There are however limitations. Images from non photographic systems
cannot be used without extensive processing and correction.
The image on a photograph taken from around 250km above the surface of
the earth will be of the curved surface of the earth and will be subject
to distortion due to refraction and to any effect of using a camera
window. It is usually desirable to plot a map on a particular map
projection and therefore to compensate for the image of the curved earth
on the photograph by changing x and y parallax or by changing the model co-
ordinates. Radial compensation of 0.6mm in the corner of a photograph
is required in the case of a metric camera photograph. The effect of
refraction will be very small because of the use of a normal angle
lens. Meier (1974) has investigated the effect of temperature and
pressure changes across a camera window and distortion may reach 40um
in any radial direction, however Zeiss (personal communications) expect ;
the camera window on Spacelab to have no effect because the camera principal
distance has been changed to compensate.
In order to use analogue instruments it must be possible to allow for these
effects in an instrument which will accept the camera principal distance and
format size. The metric camera and the large format camera have principal
distances of 305mm and the images can therefore by accommodated in many
plotting instruments, only the centre of the large format camera image will
fit into a 230 x 230mm plate holder and, whilst plotting can be carried out
from such a reduced image, the advantages of the wide angle base:height ratio
are lost.
The combined effect of earth curvature, refraction and camera window will
be to create a distorted model, this may be corrected by analogue devices
but their precise effect should be investigated before correction is assumed.
In the absence of any correction,co-ordinates may be recorded in the model
space in an XYZ system and if ground control co-ordinates are known in a
geocentric co-ordinates system, a model may be set up and recorded co-
ordinates transformed to a required projection.

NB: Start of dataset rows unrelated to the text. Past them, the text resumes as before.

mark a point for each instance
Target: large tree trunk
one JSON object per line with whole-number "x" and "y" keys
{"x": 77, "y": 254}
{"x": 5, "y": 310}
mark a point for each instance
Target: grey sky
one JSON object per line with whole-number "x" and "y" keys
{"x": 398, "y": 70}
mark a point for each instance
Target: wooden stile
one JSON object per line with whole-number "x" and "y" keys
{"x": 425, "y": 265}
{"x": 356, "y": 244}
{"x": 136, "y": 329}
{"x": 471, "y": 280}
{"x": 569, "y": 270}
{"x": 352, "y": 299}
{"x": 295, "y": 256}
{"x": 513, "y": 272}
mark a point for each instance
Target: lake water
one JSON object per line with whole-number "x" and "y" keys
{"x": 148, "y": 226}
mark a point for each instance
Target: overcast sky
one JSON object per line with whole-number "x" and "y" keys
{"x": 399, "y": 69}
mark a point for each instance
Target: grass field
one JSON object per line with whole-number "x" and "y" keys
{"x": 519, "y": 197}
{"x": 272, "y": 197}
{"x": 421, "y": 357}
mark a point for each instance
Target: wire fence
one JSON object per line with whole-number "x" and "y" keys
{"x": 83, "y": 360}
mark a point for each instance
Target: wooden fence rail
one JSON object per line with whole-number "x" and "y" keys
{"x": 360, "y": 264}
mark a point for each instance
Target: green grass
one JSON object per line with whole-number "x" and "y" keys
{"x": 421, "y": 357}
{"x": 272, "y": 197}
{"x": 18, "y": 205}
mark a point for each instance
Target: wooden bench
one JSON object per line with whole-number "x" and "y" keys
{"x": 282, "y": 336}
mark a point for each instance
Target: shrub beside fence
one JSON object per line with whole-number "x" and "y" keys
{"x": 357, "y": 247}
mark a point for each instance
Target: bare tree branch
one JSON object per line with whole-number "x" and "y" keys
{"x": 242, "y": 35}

A typical analogue correction device will apply a displacement radial to
the nadir thus creating a projection on a plane which is tangent to the
surface of the earth at the nadir point. If the altitude of the camera was
250km, this projection has a scale error of 0.9976, 100mm from the nadir
at photograph scale; when referred to a Transverse Mercator projection on
which scale is correct along the central meridian, a differential scale
error is created, which if distributed over the model would be a max imum
of c.9988. This effect can be reduced by scaling to control over a small
area.
The radial correction is normally computed by assuming that the point to
be considered is on the surface of a sphere. If relief is present this is
no longer correct and can cause errors in height of 10m with relief of 500m.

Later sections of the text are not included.